During the pandemic, nurses’ satisfaction with their EHRs declined.

Based on the results of a 2022 survey of nearly 16,000 nurses across 35 healthcare organizations, KLAS Research’s Arch Collaborative offered data and best practices for engaging nurses in EHR mastery in its Guide of nursing 2022.

“Many would benefit from reassessing how their training and education programs prepare nurses for their daily use of the EHR while resisting inevitable EHRs and associated environmental changes,” KLAS researchers said.

More than a decade ago, when health care providers were encouraged and required to make significant use of electronic patient record technologies, the Alliance for Clinical Education found that most healthcare programs Medical schools then offered little EHR training to future doctors.

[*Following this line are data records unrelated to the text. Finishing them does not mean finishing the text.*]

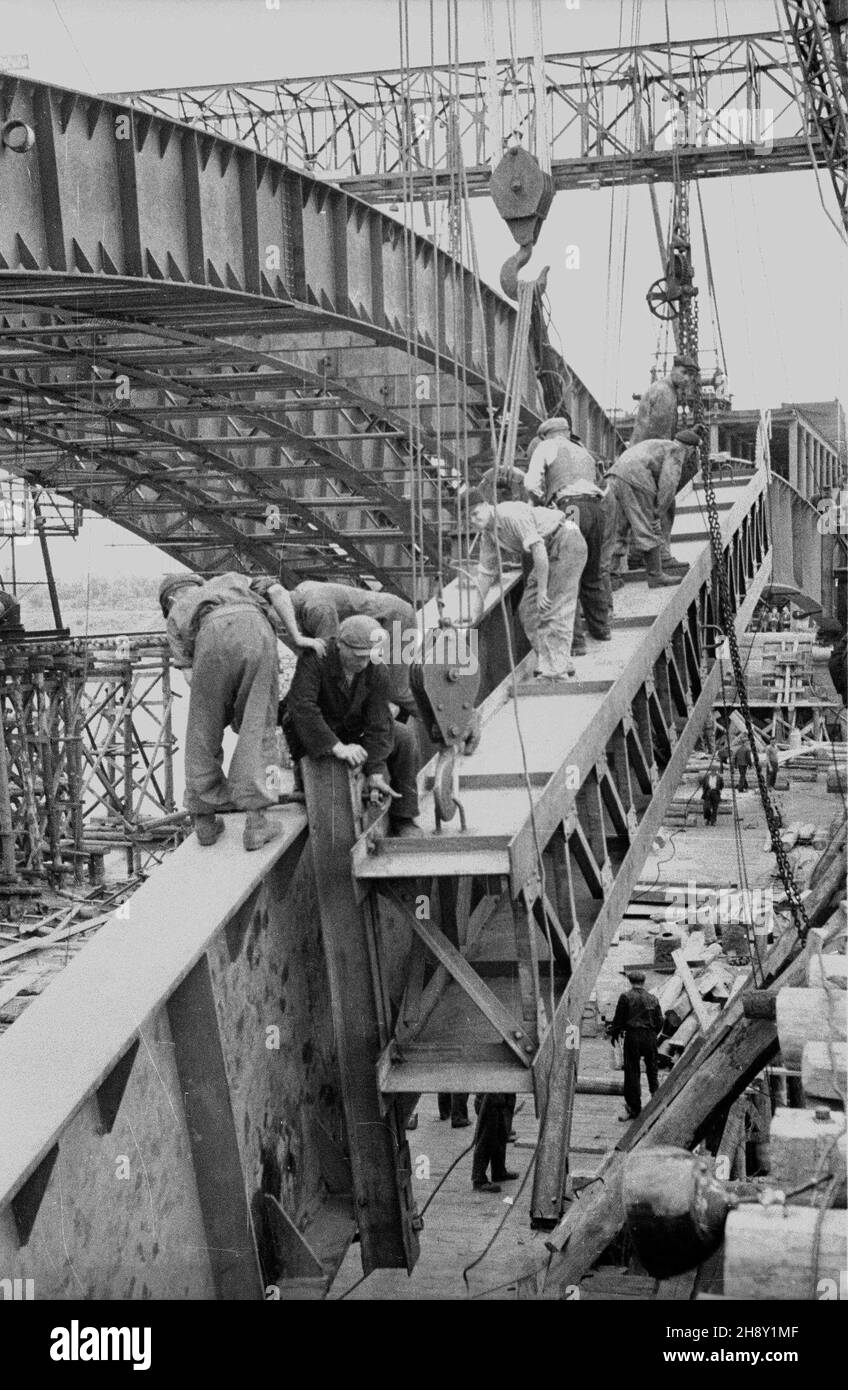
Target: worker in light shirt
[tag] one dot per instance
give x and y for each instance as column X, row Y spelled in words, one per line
column 552, row 552
column 563, row 474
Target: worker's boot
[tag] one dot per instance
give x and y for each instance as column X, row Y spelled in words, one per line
column 207, row 829
column 656, row 577
column 259, row 830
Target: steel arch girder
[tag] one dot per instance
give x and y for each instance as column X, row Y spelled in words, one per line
column 121, row 193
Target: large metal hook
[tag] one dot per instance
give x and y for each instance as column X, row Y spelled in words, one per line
column 509, row 271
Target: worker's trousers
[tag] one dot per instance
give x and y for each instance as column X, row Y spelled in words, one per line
column 491, row 1136
column 453, row 1105
column 549, row 634
column 633, row 512
column 595, row 599
column 638, row 1043
column 234, row 683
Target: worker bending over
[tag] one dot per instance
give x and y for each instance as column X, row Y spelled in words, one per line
column 223, row 637
column 640, row 1019
column 642, row 484
column 319, row 609
column 656, row 419
column 552, row 544
column 338, row 706
column 712, row 786
column 563, row 474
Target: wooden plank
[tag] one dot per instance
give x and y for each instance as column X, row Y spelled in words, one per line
column 502, row 1020
column 103, row 1000
column 686, row 975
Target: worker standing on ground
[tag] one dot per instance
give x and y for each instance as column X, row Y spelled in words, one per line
column 563, row 474
column 642, row 484
column 712, row 786
column 552, row 551
column 494, row 1122
column 772, row 765
column 223, row 635
column 338, row 705
column 638, row 1019
column 453, row 1105
column 741, row 762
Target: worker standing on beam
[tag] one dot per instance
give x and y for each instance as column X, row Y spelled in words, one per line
column 638, row 1019
column 642, row 484
column 563, row 474
column 656, row 417
column 553, row 553
column 338, row 705
column 223, row 637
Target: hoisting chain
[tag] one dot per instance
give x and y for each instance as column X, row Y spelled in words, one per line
column 727, row 612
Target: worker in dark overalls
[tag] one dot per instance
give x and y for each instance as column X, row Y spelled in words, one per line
column 494, row 1123
column 712, row 786
column 223, row 635
column 563, row 474
column 638, row 1020
column 741, row 762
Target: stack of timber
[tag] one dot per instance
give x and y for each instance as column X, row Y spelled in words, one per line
column 793, row 1244
column 775, row 1243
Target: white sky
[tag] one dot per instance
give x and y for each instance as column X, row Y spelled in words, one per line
column 780, row 268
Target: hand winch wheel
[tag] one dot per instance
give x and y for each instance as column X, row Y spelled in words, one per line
column 659, row 303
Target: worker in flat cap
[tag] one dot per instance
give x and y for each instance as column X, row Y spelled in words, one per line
column 638, row 1019
column 338, row 706
column 223, row 635
column 658, row 416
column 642, row 483
column 658, row 409
column 551, row 549
column 563, row 474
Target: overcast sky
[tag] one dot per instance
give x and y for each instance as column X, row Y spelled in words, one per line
column 780, row 268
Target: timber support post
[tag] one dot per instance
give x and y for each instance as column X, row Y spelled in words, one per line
column 380, row 1159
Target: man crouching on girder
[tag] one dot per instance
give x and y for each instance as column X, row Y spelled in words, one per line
column 338, row 705
column 553, row 553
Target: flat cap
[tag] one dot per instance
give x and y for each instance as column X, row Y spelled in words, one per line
column 360, row 633
column 553, row 426
column 174, row 581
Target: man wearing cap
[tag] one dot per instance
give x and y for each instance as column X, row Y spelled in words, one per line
column 640, row 1019
column 563, row 474
column 552, row 552
column 642, row 484
column 656, row 419
column 338, row 705
column 223, row 635
column 319, row 609
column 656, row 412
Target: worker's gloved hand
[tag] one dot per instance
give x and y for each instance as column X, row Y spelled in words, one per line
column 313, row 644
column 378, row 790
column 351, row 754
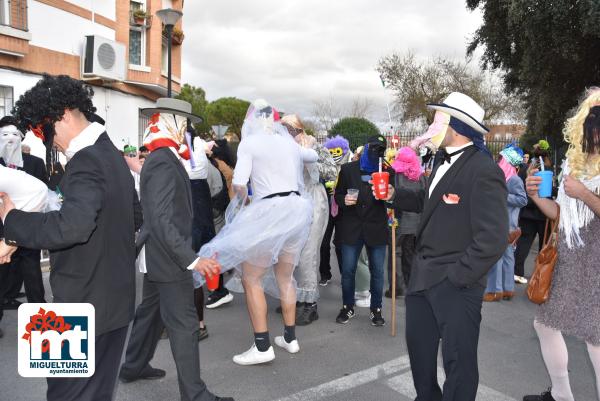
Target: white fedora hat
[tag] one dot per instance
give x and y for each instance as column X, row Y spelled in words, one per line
column 172, row 106
column 464, row 108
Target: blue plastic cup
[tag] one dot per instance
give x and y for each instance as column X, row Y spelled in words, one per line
column 545, row 189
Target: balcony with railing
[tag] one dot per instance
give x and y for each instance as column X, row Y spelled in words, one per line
column 13, row 14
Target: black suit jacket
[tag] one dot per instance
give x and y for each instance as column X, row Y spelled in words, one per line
column 91, row 238
column 461, row 241
column 166, row 198
column 367, row 219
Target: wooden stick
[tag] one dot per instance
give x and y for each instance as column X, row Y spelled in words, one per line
column 393, row 252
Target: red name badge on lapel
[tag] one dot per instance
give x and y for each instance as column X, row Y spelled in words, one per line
column 451, row 199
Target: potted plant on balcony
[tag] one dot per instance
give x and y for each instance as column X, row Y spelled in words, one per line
column 178, row 36
column 139, row 17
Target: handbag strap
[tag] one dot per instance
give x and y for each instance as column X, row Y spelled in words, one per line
column 552, row 234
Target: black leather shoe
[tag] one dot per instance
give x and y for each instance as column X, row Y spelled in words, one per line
column 148, row 373
column 11, row 304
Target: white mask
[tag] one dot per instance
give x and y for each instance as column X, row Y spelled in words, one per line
column 10, row 146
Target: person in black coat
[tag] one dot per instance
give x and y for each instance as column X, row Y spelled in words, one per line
column 462, row 234
column 361, row 222
column 91, row 238
column 25, row 264
column 169, row 257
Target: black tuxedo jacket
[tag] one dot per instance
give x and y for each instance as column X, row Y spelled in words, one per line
column 460, row 241
column 91, row 238
column 166, row 197
column 367, row 219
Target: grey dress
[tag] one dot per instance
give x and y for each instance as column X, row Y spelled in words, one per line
column 574, row 303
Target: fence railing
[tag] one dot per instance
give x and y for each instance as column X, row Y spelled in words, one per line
column 13, row 13
column 404, row 139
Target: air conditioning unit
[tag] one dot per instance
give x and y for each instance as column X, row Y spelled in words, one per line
column 104, row 58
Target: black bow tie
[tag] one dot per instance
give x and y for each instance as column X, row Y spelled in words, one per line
column 447, row 157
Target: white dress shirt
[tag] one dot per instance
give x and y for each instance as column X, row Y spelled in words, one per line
column 27, row 192
column 86, row 138
column 443, row 169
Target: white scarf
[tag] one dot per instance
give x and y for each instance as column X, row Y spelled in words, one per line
column 574, row 213
column 10, row 146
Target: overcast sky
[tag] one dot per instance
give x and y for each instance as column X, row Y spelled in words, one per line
column 295, row 52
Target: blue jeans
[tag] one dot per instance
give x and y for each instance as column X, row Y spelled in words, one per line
column 350, row 254
column 501, row 277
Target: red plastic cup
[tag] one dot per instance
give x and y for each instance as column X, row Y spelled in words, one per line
column 380, row 184
column 212, row 281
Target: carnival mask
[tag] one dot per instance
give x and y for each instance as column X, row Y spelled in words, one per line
column 438, row 129
column 10, row 146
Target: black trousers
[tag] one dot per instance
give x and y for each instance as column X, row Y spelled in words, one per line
column 453, row 315
column 101, row 386
column 26, row 269
column 173, row 304
column 530, row 229
column 325, row 264
column 406, row 248
column 4, row 282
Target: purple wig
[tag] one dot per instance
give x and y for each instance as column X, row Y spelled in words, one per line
column 338, row 142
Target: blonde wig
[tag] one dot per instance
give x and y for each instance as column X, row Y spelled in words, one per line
column 582, row 165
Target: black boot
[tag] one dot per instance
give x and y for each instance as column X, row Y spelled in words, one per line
column 308, row 315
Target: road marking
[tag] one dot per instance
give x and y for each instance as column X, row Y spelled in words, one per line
column 351, row 381
column 401, row 382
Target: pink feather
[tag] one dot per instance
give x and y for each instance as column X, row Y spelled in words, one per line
column 408, row 164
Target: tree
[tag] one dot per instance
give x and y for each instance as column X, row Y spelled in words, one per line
column 228, row 111
column 417, row 83
column 355, row 130
column 548, row 51
column 197, row 97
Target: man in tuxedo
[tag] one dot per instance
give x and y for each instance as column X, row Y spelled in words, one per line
column 166, row 238
column 25, row 264
column 462, row 234
column 91, row 238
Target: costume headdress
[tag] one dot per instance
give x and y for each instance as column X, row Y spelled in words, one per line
column 168, row 125
column 262, row 117
column 463, row 115
column 581, row 131
column 512, row 157
column 45, row 103
column 338, row 146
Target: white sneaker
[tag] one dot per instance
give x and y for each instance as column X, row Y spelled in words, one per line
column 292, row 347
column 363, row 302
column 222, row 301
column 254, row 357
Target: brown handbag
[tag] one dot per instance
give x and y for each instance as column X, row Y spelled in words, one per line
column 538, row 290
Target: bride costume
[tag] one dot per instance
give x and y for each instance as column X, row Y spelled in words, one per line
column 264, row 237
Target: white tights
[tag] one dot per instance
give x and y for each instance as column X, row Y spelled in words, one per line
column 556, row 358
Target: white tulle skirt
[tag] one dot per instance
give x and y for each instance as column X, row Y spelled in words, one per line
column 263, row 242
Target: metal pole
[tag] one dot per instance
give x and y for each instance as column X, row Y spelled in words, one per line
column 394, row 284
column 169, row 44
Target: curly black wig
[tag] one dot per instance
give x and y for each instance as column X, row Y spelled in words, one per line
column 46, row 102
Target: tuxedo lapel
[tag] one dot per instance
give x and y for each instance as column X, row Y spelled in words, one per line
column 442, row 186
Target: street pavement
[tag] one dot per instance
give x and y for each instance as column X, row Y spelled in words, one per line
column 336, row 362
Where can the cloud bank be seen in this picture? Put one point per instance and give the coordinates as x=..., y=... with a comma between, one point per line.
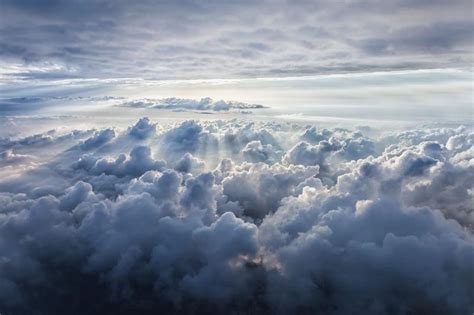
x=204, y=104
x=226, y=216
x=216, y=39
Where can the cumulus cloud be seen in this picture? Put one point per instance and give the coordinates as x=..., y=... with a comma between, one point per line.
x=143, y=129
x=328, y=221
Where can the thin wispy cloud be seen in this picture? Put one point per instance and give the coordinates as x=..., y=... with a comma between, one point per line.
x=220, y=39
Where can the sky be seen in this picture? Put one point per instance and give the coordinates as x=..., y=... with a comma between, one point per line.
x=222, y=39
x=236, y=157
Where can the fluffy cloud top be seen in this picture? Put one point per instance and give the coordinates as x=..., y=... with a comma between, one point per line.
x=218, y=39
x=303, y=220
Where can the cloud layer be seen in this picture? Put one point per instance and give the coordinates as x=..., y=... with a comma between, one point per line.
x=218, y=39
x=226, y=216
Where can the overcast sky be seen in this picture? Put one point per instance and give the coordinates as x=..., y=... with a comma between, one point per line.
x=218, y=39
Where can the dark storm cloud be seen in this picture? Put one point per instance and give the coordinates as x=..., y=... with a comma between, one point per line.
x=202, y=39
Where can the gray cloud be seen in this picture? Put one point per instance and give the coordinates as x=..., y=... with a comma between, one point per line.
x=212, y=39
x=329, y=220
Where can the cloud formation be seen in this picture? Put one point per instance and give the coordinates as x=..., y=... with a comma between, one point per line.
x=329, y=221
x=218, y=39
x=204, y=104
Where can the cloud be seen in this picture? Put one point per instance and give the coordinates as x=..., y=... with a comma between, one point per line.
x=303, y=221
x=186, y=39
x=205, y=104
x=143, y=129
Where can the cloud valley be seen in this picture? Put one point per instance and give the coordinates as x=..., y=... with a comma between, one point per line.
x=243, y=217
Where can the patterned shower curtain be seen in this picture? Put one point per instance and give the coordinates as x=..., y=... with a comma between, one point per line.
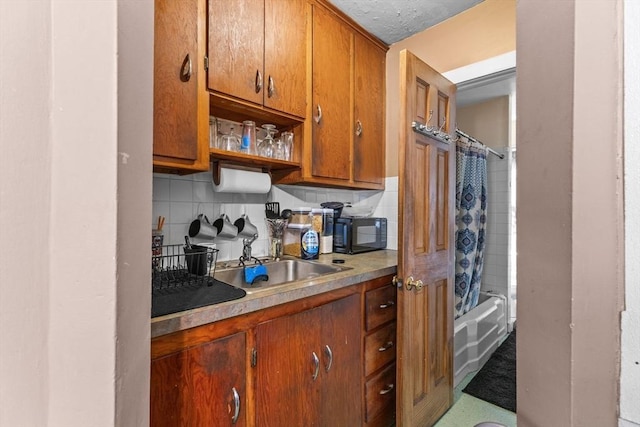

Today, the industry is learning that engaging nurses in improving EHR workflows is critical to the overall functioning of the healthcare system.

Denver Health nurses became more efficient when the health system brought together a group of front-line clinicians and nursing informatics specialists into a task force that partnered with its EHR analysts to make changes to ‘Mitigate documentation fatigue and improve performance.

Amy Fielding, RN-BC, RN Informatics Specialist saidHealthcare IT Newsin September, Denver Health reduced the amount of time nurses had to spend on documentation and saw a nearly 10% improvement.

The Epic EHR workflow redesign increased nurse documentation speed by more than 10 minutes and reduced overall time spent in the EHR, while Denver Health reportedly saw a 9.4% increase in documentation time timely.

“It was critical for end users to identify documentation issues within the EHR,” she added.

“This helped participants take ownership of the process and ensured that bedside nurses were heard by IT.”

ON THE FILE

“Our goal in creating Lyceum is to simplify access to the EHR experience for future healthcare professionals,” Seth Howard, Epics senior vice president of research and development, said in a statement.

Andrea Fox is the editor-in-chief of Healthcare IT News.
Email:afox@himss.org

Healthcare IT News is a HIMSS Media publication.